VAT puts (or keeps) businesses out of business and puts (or keeps) people out of work. The unemployed probably don't pay much VAT, but half of them are unemployed simply because of VAT.

10 comments:

Lola said...

And she makes the usual mistake - "... it was crazily expensive ..". Nope. It was a massive - crazy? - saving . It didn't 'cost' the government anything at all as it wasn't it's money in the first place.

Mark Wadsworth said...

L, yes, but using that logic, welfare isn't expensive either :-)

L fairfax said...

@"This is only correct if you assume that VAT is borne by the consumer, which it isn't (unless demand for something is price inelastic, like booze, fags, fuel)."
IIRC Imperial Tobacco have said that because people are not buying duty free (not VAT I know) they are selling less cigarettes, so even for cigarettes the company is paying.

Lola said...

MW I disagree. The 'expense' of welfare is borne by the taxpayer, not 'the state'. Hence the cuts in taxes that mean less income for the government is a saving to the taxpayer.

Bayard said...

"she's done some proper homework. From The Guardian:"

That's three words that aren't seen very often together these days

Mark Wadsworth said...

B, I remember seeing ZW on the news a few years ago when she put in a favourable mention for LVT. So she's in my good books. The irony was, the speech recognition subtitles couldn't handle "land value tax" and showed her as putting in a favourable mention for Value Added Tax.

Bayard said...

Freudian slip

mombers said...

'The broad shouldered'
So if you designate restaurants as luxury, how do you square the circle of designating waitrons and kitchen staff as luxury employees?
And VAT exemptions for rent, lots of financial fees, etc - these are 'luxury' production so why are they exempt??

Mark Wadsworth said...

B the speech recog software was programmed by Homeys.

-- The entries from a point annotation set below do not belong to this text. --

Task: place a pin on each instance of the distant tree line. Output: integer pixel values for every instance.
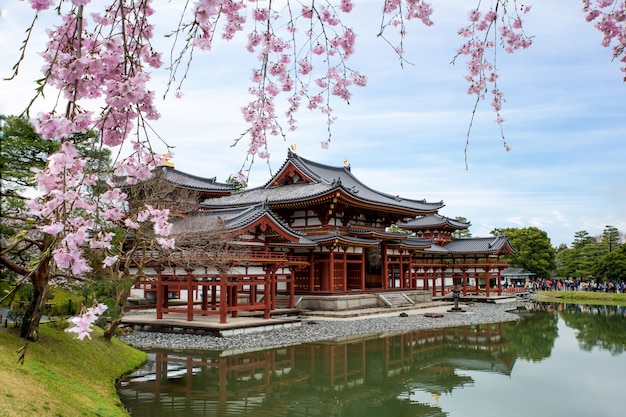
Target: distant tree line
(589, 258)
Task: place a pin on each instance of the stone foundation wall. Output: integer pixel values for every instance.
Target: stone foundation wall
(353, 302)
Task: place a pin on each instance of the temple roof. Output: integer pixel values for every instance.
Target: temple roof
(238, 220)
(480, 245)
(337, 239)
(433, 221)
(300, 180)
(191, 181)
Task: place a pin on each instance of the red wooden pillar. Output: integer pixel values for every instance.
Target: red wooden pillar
(233, 291)
(362, 268)
(223, 298)
(464, 280)
(267, 294)
(487, 283)
(159, 299)
(205, 298)
(385, 272)
(345, 269)
(189, 294)
(311, 271)
(292, 289)
(401, 271)
(213, 295)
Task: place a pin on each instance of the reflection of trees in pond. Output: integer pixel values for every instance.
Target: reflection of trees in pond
(532, 338)
(602, 326)
(373, 376)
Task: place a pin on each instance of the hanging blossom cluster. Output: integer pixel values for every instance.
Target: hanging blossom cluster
(83, 322)
(609, 17)
(486, 30)
(313, 37)
(103, 59)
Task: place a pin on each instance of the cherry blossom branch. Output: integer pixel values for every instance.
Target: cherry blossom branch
(482, 70)
(609, 17)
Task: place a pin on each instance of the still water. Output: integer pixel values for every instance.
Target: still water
(559, 360)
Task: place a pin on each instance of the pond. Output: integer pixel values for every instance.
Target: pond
(565, 360)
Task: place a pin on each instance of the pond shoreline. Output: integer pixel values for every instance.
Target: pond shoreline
(318, 329)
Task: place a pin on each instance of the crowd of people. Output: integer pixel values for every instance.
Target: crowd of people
(575, 285)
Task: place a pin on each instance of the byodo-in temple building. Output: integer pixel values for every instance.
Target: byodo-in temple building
(313, 237)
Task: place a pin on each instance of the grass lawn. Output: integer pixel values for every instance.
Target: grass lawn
(61, 375)
(583, 297)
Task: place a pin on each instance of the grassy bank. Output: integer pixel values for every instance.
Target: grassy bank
(63, 376)
(583, 297)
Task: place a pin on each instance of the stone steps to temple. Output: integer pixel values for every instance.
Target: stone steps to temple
(395, 299)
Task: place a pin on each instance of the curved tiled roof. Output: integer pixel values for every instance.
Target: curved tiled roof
(412, 243)
(339, 239)
(478, 245)
(234, 219)
(343, 176)
(326, 179)
(433, 221)
(194, 182)
(293, 192)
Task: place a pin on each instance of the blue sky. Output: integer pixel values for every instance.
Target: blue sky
(405, 132)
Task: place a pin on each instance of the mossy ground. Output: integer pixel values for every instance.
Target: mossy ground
(62, 376)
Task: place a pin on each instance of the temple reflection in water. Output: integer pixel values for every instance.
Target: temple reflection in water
(359, 377)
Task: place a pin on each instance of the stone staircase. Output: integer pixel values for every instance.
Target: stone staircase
(395, 299)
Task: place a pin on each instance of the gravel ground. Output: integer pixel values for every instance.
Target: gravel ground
(315, 329)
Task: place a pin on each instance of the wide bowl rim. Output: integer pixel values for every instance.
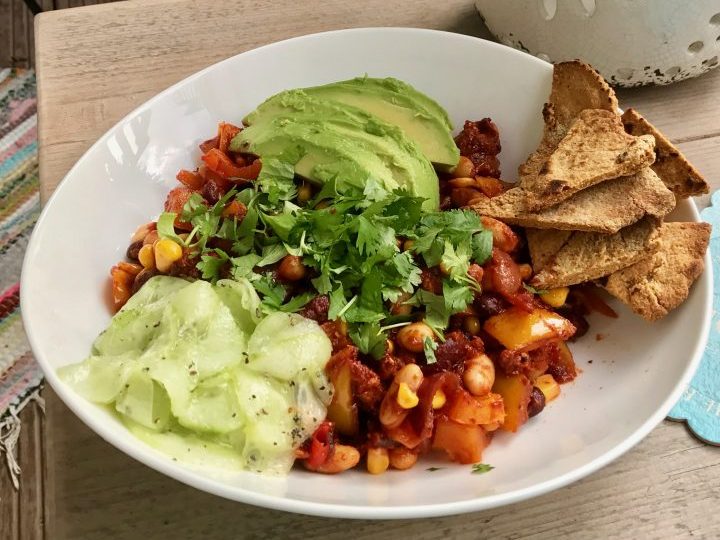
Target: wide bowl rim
(134, 448)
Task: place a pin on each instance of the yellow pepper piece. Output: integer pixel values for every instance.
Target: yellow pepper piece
(548, 386)
(166, 252)
(555, 297)
(439, 399)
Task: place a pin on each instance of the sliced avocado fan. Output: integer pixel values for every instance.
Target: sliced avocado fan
(339, 140)
(421, 118)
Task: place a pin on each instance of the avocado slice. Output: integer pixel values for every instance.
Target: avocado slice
(338, 138)
(324, 154)
(396, 102)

M, exactly, there's a famous real life example of some US coastal state designating yachts as a luxury (which they are) and slapping a high sales tax on them. Result? All the boatyards went out of business and everybody lost their jobs. The yachts just got made in the next state instead.

Mark Wadsworth said...

LF, "IIRC Imperial Tobacco have said that because people are not buying duty free (not VAT I know) they are selling less cigarettes, so even for cigarettes the company is paying"

For sure, smokers are not 100% price insensitive, so don't bear every last penny of tobacco duty and VAT on fags, but certainly most of it. Contrast that with everything else, you have a few quid to spare, do you buy new clothes, go for a meal, have a barbecue? You are much more price sensitive because you aren't tied to any particular little pleasure. So VAT on most things is borne mainly by suppliers and their employees.